If I understand your issue correctly, you are having difficulty isolating which suites are running (because they all have the same name) and where they are up to?
For the first point, there is a configuration option in payu to provide an explicit name for the PBS job. (See jobname)
Setting this to something useful for your purposes will go some way in addressing your first issue.
As for the second point, can you please describe a bit more about how you are using payu (i.e. a snippet of the commands you are using) - This will help in answering your question further. Allowing me to either address your problem directly or assign it to the appropriate team member.
hrmmm - my payu commands are pretty plain. payu setup/sweep/run. Everything that might be specific is in the config file. I think I’ve just found it anyway.

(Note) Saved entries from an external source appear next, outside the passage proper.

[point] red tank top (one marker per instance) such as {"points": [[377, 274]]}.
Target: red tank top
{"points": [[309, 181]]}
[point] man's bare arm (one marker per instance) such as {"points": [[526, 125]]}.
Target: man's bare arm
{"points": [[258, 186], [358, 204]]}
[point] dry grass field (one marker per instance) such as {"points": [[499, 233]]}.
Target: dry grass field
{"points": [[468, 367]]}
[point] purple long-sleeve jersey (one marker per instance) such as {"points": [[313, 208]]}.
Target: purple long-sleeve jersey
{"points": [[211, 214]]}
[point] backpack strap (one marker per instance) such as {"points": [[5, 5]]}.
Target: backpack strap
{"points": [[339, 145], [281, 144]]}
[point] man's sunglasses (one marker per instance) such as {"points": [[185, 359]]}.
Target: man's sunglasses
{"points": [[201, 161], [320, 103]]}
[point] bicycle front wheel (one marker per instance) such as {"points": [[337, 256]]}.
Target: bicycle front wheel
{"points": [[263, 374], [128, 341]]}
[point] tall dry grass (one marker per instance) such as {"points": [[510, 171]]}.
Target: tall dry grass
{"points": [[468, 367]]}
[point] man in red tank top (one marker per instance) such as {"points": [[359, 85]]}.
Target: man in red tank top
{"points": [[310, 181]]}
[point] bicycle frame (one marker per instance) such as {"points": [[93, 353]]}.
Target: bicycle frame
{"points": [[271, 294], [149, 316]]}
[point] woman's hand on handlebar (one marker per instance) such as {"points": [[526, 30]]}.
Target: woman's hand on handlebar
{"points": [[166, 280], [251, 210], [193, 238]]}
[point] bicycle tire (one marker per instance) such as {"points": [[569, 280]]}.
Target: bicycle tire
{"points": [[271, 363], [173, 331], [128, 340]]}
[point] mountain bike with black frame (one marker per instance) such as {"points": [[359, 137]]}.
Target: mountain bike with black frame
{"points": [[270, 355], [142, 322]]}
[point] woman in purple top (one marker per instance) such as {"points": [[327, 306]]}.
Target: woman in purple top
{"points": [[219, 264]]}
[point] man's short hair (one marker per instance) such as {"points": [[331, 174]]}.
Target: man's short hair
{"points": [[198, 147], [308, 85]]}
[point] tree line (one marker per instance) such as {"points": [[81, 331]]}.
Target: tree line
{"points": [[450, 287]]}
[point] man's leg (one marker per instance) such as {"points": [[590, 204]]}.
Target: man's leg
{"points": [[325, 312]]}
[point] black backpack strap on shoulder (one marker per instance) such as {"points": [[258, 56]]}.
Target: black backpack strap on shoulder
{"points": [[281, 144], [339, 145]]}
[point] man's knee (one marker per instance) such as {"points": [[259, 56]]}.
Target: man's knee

I think on Friday I was looking in the wrong “jobname” directory.
I recall reading somewhere that to restart a run that has hopefully crashed because of some glitch at NCI and not a legitimate bug, you can just issue:
Thanks Ben, are you sure I want sweep, won’t this prepare it to start a fresh run? In the docs, under the heading “Running the Experiment” it has setup, then run. then run -f, but the plain text under it says just type “payu run” to start from the last point which is what I at least want to try to do.

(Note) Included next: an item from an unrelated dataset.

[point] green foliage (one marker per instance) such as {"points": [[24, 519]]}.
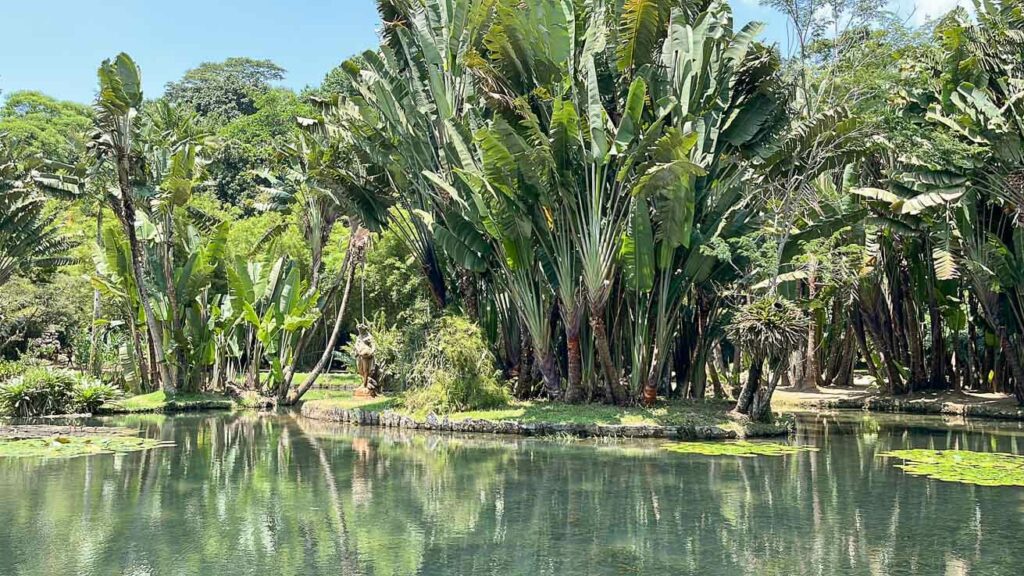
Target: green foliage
{"points": [[10, 369], [982, 468], [224, 90], [39, 392], [771, 326], [29, 238], [390, 284], [28, 389], [89, 396], [741, 449], [455, 371], [72, 446], [46, 126], [162, 402], [30, 309], [251, 145]]}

What I forgot to ask was - Given my original run command was “payu run -n 1200” is there memory of how long the experiment was intended to be or do I need to specify “payu run -n 1200-TIME_ALREADY_COMPLETED”
Aidan
(Aidan Heerdegen, ACCESS-NRI Release Team Lead)
7
payu sweep removes the ephemeral work directory. payu run will throw an error if that directory exists. This is so users don’t delete a work directory without intention, as it provides a useful source of information for diagnosing why a run might have failed.
A work directory can also exist if a user runs payu setup, which is recommended when the configuration is changed, as it updates manifest files which are an important source of information for what projects need to be added to the PBS submit command to ensure all the files can be read when the model is run under PBS.
payu run -f just says “please run regardless of the existence of a work directory”. It is perfectly safe to do this, and it is equivalent to payu sweep && payu run.
but the -n option is just a simple counter. It has no knowledge of the model time/calendar. You will need to work out how many more iterations you want to run if the model stopped before completing the intended number of resubmissions.
Thanks Aidan. In the interim I tried submitting it with payu run and it wouldn’t without a “sweep”. I was just hesitant use sweep as there is a trick restarting cycle jobs that if you dont do it in the right order it starts over. I was under the impression that “payu run -f” forced a sweep and that meant running the 64 years again. Thanks for the explanation.
1 Like
Aidan
(Aidan Heerdegen, ACCESS-NRI Release Team Lead)
9
Nope.
payu sweep --hard
will delete the entire experiment archive.
A subsequent payu run would then start from scratch.